Giacchetto's girlfriend was Allegra Brosco, whom he had met years earlier and hired for a job. They became engaged while Giacchetto was imprisoned, deciding to hold off a wedding at the advice of their parents. Giacchetto's younger brother, Russell Giacchetto, was arrested in 2015 for assault and battery and was a suspect in a 2018 stabbing in East Cambridge, Massachusetts.

Prior to his first arrest, he lived in a loft in SoHo, Manhattan above the offices of the Cassandra Group in the Singer Building. Many celebrities stayed in the lofts, including Leonardo DiCaprio, who from 1998 to 1999 stayed in his loft for months at a time. He owned a cockatoo named Angel, which resided in the loft alongside DiCaprio's cockatoo named Tiberius. His loft in SoHo was vacated in after his indictment, with his possessions being stored and sold to others.

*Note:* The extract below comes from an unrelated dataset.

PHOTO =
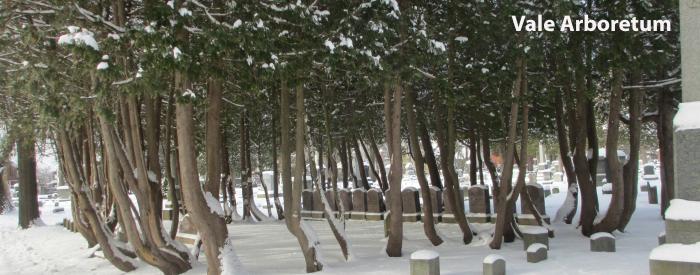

Afterwards, he lived in an apartment on the Upper East Side with a roommate.

On June 12, 2016, Giacchetto died in his apartment following a weekend partying, which included attending a premiere party for the movie Legends of Freestyle. Brosco became worried about Giacchetto after being unable to reach him, prompting her to contact his friends. The following day, Giacchetto's roommate discovered his body in bed, facing upwards, with foam at the mouth. Just a week before his passing, paramedics revived Giacchetto from an overdose after administering an adrenaline shot. Following his death, Giacchetto's body was taken to a morgue at Hart Island, where it remained unclaimed. His mother was unable to get $7,000 to claim it, making it difficult for her to arrange a proper burial for him.